Wednesday, June 13, 2012

Thomas Aquinas on Wisdom

     On occasion, but it should be with great frequency, within the context of a class discussion or even a lesson at Church, the topic of wisdom is discussed.  Frequently, but it should be on occasion, the definition is put forth as practical or applied learning.  It is at times like these I desired that Thomas Aquinas's definition of wisdom had won the day in Western civilization.  In truth, the Liberal Arts would have done much better through the ages if his definition had been the one people lived by and taught.  
     For Thomas, and most Philosophers until the modern world, Philosophy was essentially the "love of wisdom."  To engage in the the practice of philosophy was the faithful pursuit of wisdom wherever it might be found. The primary understanding of truth was saying of a thing what was and not saying of a thing what was not.  In a larger sense, wisdom was an understanding of the truth of things. Philosophy was not navel gazing and not ideological manipulation, but it was a diligent quest to understanding the good, the true, and the beautiful.  
     Thomas asserts (and I paraphrase) in the Summa Contra Gentiles I, 2: While humans are finite, among all the human pursuits, the pursuit of wisdom is the ultimate end, and it is the most noble, and the most useful, and that pursuit that can provide the greatest joy.
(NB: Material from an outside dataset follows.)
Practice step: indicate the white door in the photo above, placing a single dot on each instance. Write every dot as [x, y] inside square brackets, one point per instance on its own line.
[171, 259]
Through Philosophy, we humans are more like God and can apprehend the truth of things which calls us to a better life.  
     It is also worth noting that among some of the greatest Philosophers in the Western intellectual tradition, there was no one more committed to prayer.  Thomas, as a grand example of this, not only sought wisdom as part of his brilliant, intellectual, and knowledgeable endeavors, also, daily, prayed for wisdom.
    This may surprise post-Enlightenment people that prior to the Enlightenment, wisdom was closely connected to reason.  For them to reason, reflect, imagine, conjecture, was part of what it meant to act faithfully in accordance with being in the image of God.  As it related to the four causes expounded by Aristotle and adhered to by Thomas, wisdom is an understanding of the final cause.  Sadly, this has all but been lost in science and philosophy today.  
     Is it possible that one reason Philosophy is ridiculed by so many today as irrelevant and outdated is because it lost its way a few hundred years ago and has never fully found the way back to the path.  If philosophy was still about the blending of the theoretical and the practical, the reflection and the proper moral action, one can imagine that there would be many who would come to love and live wisdom.